В двадцать три года Нина работала секретарем-переводчиком на коньячном заводе. В основном разбирала корреспонденцию на русском и английском языках. Она была человеком долга и потому старалась изо всех сил отблагодарить за приют, когда-то предложенный ей братом и Седой. В блокадную зиму сотрудникам завода разрешалось пользоваться керосинкой, и в очередной день она, выстояв очередь, разогрела обед из столовой и в спешке понесла его брату. Спустившись по заснеженной мостовой, пересекла опустевшую дорогу – не было ни автомобилей, ни трамваев, ни автобусов, миновала переулок, очищенный от торговых рядов. «Как странно, – думала она, прижав теплый обед к животу, – что улицы так оголились, рынки закрылись, притихли роддома. Еще пару лет назад отовсюду доносился людской гул, кипела жизнь, дети с рюкзаками шумели, и вот – тишина, и с каких пор и кто виноват?» Со стороны Английского парка ковылял сгорбившийся старик – несчастный, оборванный до невозможности, закутанный весь в лохмотья: на голове лохмотья, на ногах лохмотья, словно он подбирал на улице каждую рваную тряпку и накручивал ее на себя, – и тащил на детских санках полено. «Очередной сквер рубят», – поняла Нина и, задержав дыхание – от старика понесло вонью, – зашагала быстрее.
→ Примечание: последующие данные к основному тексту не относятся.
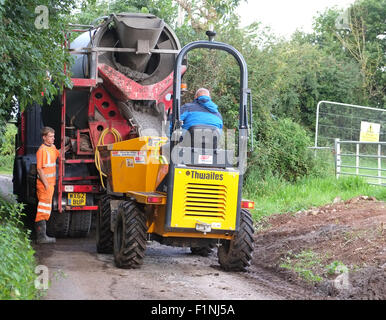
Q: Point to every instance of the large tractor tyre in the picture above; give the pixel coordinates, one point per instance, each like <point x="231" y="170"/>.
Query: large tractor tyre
<point x="129" y="236"/>
<point x="202" y="251"/>
<point x="236" y="254"/>
<point x="80" y="224"/>
<point x="58" y="224"/>
<point x="104" y="236"/>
У светофора через дорогу столпились мужчины с мешками, пилами, санками. Один из них, помоложе, в распахнутой куртке, обрушился с руганью на электрика, которого сопровождали двое охранников в черных плащах. Ножницами на длинном шесте электрик живо обрезал провода, протянутые от светофора прямо в квартиру. «Режь сколько хочешь, проворному это не беда», – подумала Нина. Кому бы хоть чуточку проворности, хоть немного ловкости, так это ее бедному братцу. Она вспомнила, как Сако радовался – намеренно громко, чтобы повеселить вечно печального Амбо, – когда накануне им дали электричество. «Ур-р-ра!» – заразительно вопил он. Седа тогда покрутила пальцем у виска, а Нина смеялась: понимала, что если что-то и вытащит их со дна разрухи, так это надежда. «Армяне впали в язычество, – сказала Седа, – поклоняются свету». – «А я думаю, – отвечала про себя Нина, – ты не права, Седа, что насмехаешься над нами. Потому что наличие света важнее религии». Электрик обернулся к молодому парню, замахнулся на него тяжелым кулаком, чтобы отстал, и засеменил с охранниками к следующей точке. Нина снова вернулась мыслями к брату, который радоваться-то мастер, но и от ответственности отбиться тоже не промах. «Не пойду, – говорит, – электриком работать, зря, что ли, столько лет рисовал?» Нина усмехнулась, опустив веки: «Кто не трудится, тот не ест, так?»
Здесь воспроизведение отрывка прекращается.